• We are a multilingual website again. Read the notice about this.
  • Understand AI use at MyPTSD: all AI use is explained in our AI help page. AI use is by choice here. It exists if you want it, but does nothing unless you choose to use it.

Trying to work through the "it's all my fault syndrome"

Status
Not open for further replies.

Ms Priss

Bronze Member
It has only been recently I have realized the degree of abuse I experienced with my mother and how it has basically ruled my whole life.

To sum it up briefly and without going into specifics...here is the deal...she taught me there was not one acceptable thing about me, and I was the source of everything that was wrong with her life.

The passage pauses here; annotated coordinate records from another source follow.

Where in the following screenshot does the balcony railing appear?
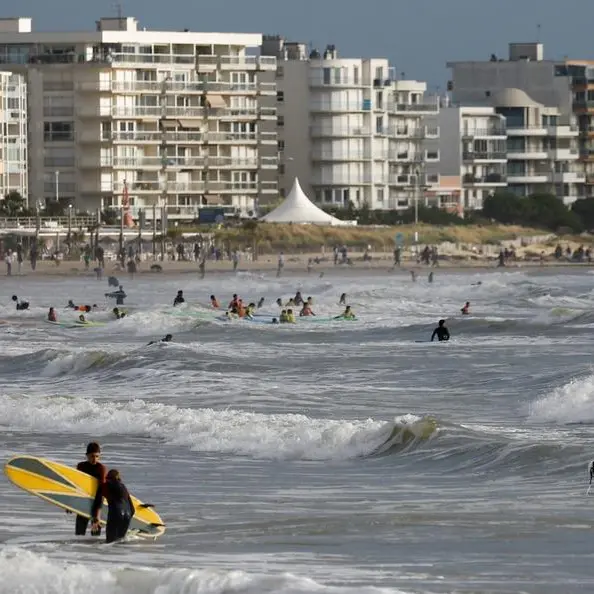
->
[311,126,371,137]
[111,180,278,194]
[83,80,276,95]
[462,151,507,161]
[462,126,507,138]
[100,156,278,170]
[463,173,507,184]
[387,101,439,113]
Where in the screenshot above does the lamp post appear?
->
[68,204,72,256]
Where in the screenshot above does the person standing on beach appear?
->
[276,252,285,278]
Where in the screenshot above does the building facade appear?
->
[0,72,29,202]
[0,17,277,219]
[439,106,508,212]
[448,43,594,203]
[262,36,439,209]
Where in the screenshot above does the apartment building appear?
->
[262,36,439,209]
[0,17,277,219]
[0,72,29,200]
[448,43,594,202]
[438,105,508,213]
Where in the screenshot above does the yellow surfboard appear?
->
[4,456,165,538]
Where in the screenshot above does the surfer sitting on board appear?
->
[92,468,134,543]
[146,334,173,346]
[431,320,450,342]
[74,441,107,536]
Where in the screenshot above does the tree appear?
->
[571,198,594,231]
[43,200,65,217]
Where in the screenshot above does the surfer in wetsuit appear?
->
[74,441,107,536]
[431,320,450,342]
[173,290,186,307]
[146,334,173,346]
[93,468,134,543]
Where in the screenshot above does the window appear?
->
[375,116,384,134]
[375,91,384,109]
[43,122,74,142]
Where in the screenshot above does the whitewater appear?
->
[0,268,594,594]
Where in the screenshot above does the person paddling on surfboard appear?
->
[92,468,134,543]
[74,441,107,536]
[431,320,450,342]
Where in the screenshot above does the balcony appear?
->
[387,101,439,115]
[462,173,507,187]
[192,55,276,72]
[507,123,549,136]
[76,80,276,95]
[110,180,278,195]
[309,101,369,113]
[462,126,507,138]
[310,126,371,138]
[547,148,579,161]
[462,151,507,163]
[388,151,425,163]
[507,146,549,161]
[311,150,372,162]
[109,130,277,145]
[507,170,551,184]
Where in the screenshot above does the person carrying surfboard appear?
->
[74,441,107,536]
[92,468,134,543]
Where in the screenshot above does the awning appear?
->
[179,120,202,128]
[206,93,227,109]
[202,194,225,206]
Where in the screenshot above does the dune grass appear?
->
[207,223,546,254]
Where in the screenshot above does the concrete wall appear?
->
[277,60,313,199]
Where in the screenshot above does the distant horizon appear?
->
[0,0,594,87]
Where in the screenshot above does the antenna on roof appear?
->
[112,2,122,21]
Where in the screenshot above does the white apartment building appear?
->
[448,43,594,202]
[262,36,439,209]
[0,17,278,219]
[0,72,29,200]
[491,89,585,205]
[438,106,508,212]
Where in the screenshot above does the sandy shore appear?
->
[0,254,594,279]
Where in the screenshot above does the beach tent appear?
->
[260,178,356,225]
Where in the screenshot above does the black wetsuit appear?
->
[74,461,107,536]
[431,326,450,342]
[103,480,134,542]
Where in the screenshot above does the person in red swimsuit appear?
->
[74,441,107,536]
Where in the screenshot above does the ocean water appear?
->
[0,269,594,594]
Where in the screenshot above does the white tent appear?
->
[260,178,356,225]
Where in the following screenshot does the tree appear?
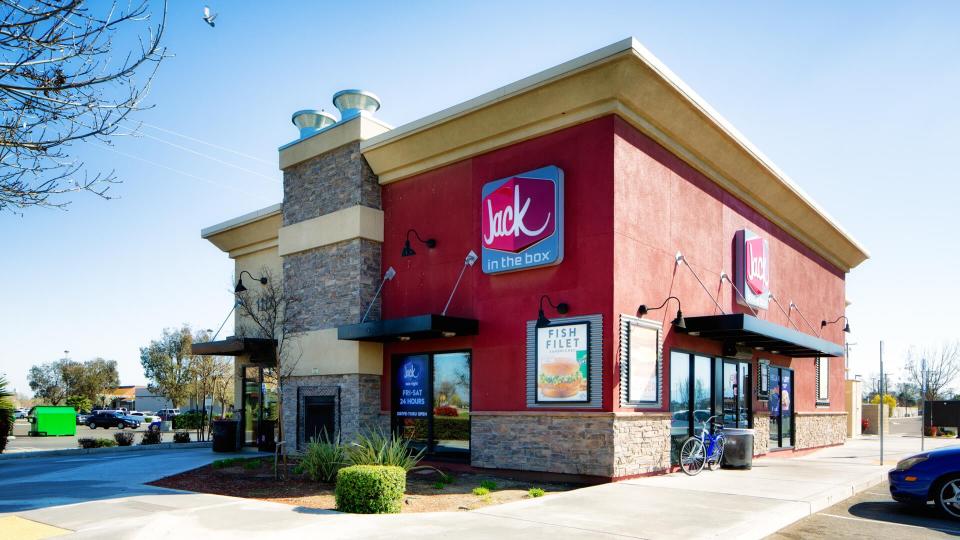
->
[211,356,233,418]
[27,359,69,405]
[904,341,960,401]
[234,267,305,450]
[64,395,93,412]
[0,0,166,212]
[140,324,193,408]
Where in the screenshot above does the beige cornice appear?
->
[279,206,383,257]
[361,40,869,271]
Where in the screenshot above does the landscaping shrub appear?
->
[77,437,117,448]
[433,405,460,416]
[298,434,350,482]
[140,429,163,444]
[348,428,424,471]
[113,431,133,446]
[334,465,407,514]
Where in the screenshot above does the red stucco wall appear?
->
[382,116,845,418]
[382,117,614,411]
[613,118,845,412]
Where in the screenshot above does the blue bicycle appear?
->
[680,415,723,476]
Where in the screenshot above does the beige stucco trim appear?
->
[280,116,390,169]
[279,206,383,257]
[284,328,383,376]
[361,40,868,271]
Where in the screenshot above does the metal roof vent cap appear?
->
[290,109,337,139]
[333,89,380,122]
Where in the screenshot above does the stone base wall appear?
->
[794,412,847,450]
[470,412,670,478]
[753,412,770,456]
[283,373,380,450]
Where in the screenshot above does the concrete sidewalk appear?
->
[5,437,956,540]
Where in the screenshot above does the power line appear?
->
[133,122,277,166]
[118,126,280,183]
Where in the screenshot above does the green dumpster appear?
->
[29,405,77,436]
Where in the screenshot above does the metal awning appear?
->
[683,313,843,358]
[337,314,479,343]
[191,336,277,364]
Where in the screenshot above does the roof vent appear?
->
[290,109,337,139]
[333,90,380,122]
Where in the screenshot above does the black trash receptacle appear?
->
[211,420,240,452]
[721,428,754,469]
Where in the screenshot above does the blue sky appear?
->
[0,0,960,391]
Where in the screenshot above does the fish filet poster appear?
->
[537,323,590,403]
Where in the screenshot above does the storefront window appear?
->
[393,352,470,456]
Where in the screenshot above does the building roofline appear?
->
[200,203,283,239]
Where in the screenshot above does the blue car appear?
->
[887,446,960,519]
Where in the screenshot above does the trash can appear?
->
[721,428,754,469]
[211,420,240,452]
[29,405,77,437]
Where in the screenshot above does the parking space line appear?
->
[815,512,960,534]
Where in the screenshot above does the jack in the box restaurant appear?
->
[195,39,867,481]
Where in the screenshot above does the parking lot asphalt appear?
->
[4,420,173,454]
[767,482,960,540]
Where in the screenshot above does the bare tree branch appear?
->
[0,0,166,213]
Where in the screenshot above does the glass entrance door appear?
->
[769,366,793,448]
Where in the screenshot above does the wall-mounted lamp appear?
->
[400,229,437,257]
[233,270,267,293]
[820,315,850,334]
[537,295,570,328]
[360,266,397,323]
[637,296,687,330]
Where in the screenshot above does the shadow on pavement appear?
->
[847,501,960,536]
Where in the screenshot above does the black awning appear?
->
[191,336,277,364]
[683,313,843,358]
[337,315,479,343]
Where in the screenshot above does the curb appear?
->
[0,441,213,461]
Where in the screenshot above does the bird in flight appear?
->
[203,6,217,28]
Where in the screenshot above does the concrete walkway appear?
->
[0,437,957,540]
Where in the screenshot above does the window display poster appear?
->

Actually, she chewed me up, spit me out and threw me to the dogs. I can say with all honesty that every friendship, job, marriage, etc., I have managed to replay that scenario over and over; not that I was at all conscience of it at the time. I guess it is the thing...not I made a mistake but I am a mistake.

A couple weeks ago I was journaling about it and was overcome with rage...all consuming rage. It really scared me cause it was so intense...but what I did was stuff it and then become more depressed.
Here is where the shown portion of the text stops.